Scratch the surface a little, though, and you’ll almost certainly find that the financial target has only been met by taking some very short-term decisions.

·        Anything that didn’t absolutely need to happen to keep the factory producing gets cancelled.

·        All the experienced, long-serving, knowledgeable, relatively well-paid staff are eased out and replaced with trainees and juniors who mean well, but don’t really know what they’re doing.

·        Marketing budgets are slashed, along with training. And, naturally, the coffee and biscuit budget for your management meetings.

But, more likely than not, you’ll hit your target bottom line profit number the first year you try this.

However, you’re not out of the woods yet.

It’s just as likely revenues won’t bounce back as quickly as you thought (see above under “marketing budgets slashed”). So, as the months go by, it becomes increasingly clear you’ll have a similar problem next year to the one you thought you solved this year.

Out comes the spreadsheet to repeat last year’s winning strategy. Costs are reduced through the magic of Microsoft Excel again. Targets are set. The accountants (or engineers, sometimes) wait eagerly for last year’s success to be repeated.

But by month two of the new financial year, panic is flowing through the executive corridor. The “magic spreadsheet” isn’t working as well this year as it did last year.

It shouldn’t be a surprise…but often is…that once you fire your expensive staff and replace them with trainees on half the salary, you can’t fire the trainees the following year and replace them with someone on half the salary again.

That’s a one-time financial sleight-of-hand, not a sustainable solution.

An Excel spreadsheet makes contact with the real world

If, by some miracle, you nurse your machines through 12 months without any big repair costs, I can almost guarantee some big repair costs are just around the corner.
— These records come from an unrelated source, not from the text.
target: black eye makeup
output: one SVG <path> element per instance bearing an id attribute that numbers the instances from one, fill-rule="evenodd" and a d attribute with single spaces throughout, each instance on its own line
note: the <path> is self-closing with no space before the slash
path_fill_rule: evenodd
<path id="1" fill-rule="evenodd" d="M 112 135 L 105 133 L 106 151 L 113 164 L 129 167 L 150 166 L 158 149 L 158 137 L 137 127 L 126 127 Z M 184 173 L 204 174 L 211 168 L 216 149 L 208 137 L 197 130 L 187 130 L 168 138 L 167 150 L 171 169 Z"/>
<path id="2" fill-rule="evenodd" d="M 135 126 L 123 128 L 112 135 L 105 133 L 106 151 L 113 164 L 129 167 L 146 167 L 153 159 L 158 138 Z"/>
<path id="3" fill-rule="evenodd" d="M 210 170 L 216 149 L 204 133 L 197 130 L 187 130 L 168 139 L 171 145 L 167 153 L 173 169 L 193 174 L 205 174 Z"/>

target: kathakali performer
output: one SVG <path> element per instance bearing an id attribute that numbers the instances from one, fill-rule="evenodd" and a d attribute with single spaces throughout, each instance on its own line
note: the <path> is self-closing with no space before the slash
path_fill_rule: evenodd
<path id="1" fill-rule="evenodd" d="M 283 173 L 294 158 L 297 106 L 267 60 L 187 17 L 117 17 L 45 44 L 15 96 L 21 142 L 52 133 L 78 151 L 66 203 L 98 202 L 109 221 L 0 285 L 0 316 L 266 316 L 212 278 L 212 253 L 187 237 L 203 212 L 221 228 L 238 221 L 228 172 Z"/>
And if you haven’t been training your staff, your customers have probably noticed by now and are starting to try out some new suppliers to see if their quality is any better than yours.

As an extra bonus, it’s usually about now the organisation discovers that not all costs can be scaled down by 10% year after year.

The rent and property taxes on the factory stay the same irrespective of how much revenue you make. Microsoft are not going to give you a 10% reduction on their Microsoft Office licence fees. And, if you buy commodity products (steel, oil, aluminium, etc), good luck trying to get those at 10% off the current market price.

So what can you do instead?

The only sustainable answer is something I call Smarter Cost Cutting.

The 7 different types of cost in your business

Smarter Cost Cutting is a way of looking at your cost base as being made up of seven different types of cost, each of which needs handling differently to deliver the biggest bottom line impact.

Those seven different types of cost are:

·        Things you buy to sell on (cost of sales items)

·        Overheads to run your business (rent, utilities, etc)

·        Process costs

·        Framework costs

·        Outcome costs

·        Finance costs

·        Opportunity costs

In future articles, I’ll break this approach down a little bit further.

For now, though, the main takeaway is that dumb cost cutting – the sort of cost cutting people do with a spreadsheet and a “reduce by x%” formula – doesn’t work. Or at least not in anything other than the very short-term.

For long-term success, you need to look at your cost base through very different eyes.

And guess what? You probably save more money in the short-term with smarter cost cutting than with dumb cost cutting too.

What’s more, your “savings” won’t come back to haunt you next year when you need to fund a big repair bill in the factory or reactivate your long-neglected marketing campaigns.

We may live in uncertain economic times but, despite what the numbers might say in Microsoft Excel, short-term cost cutting strategies are unlikely to be your saviour.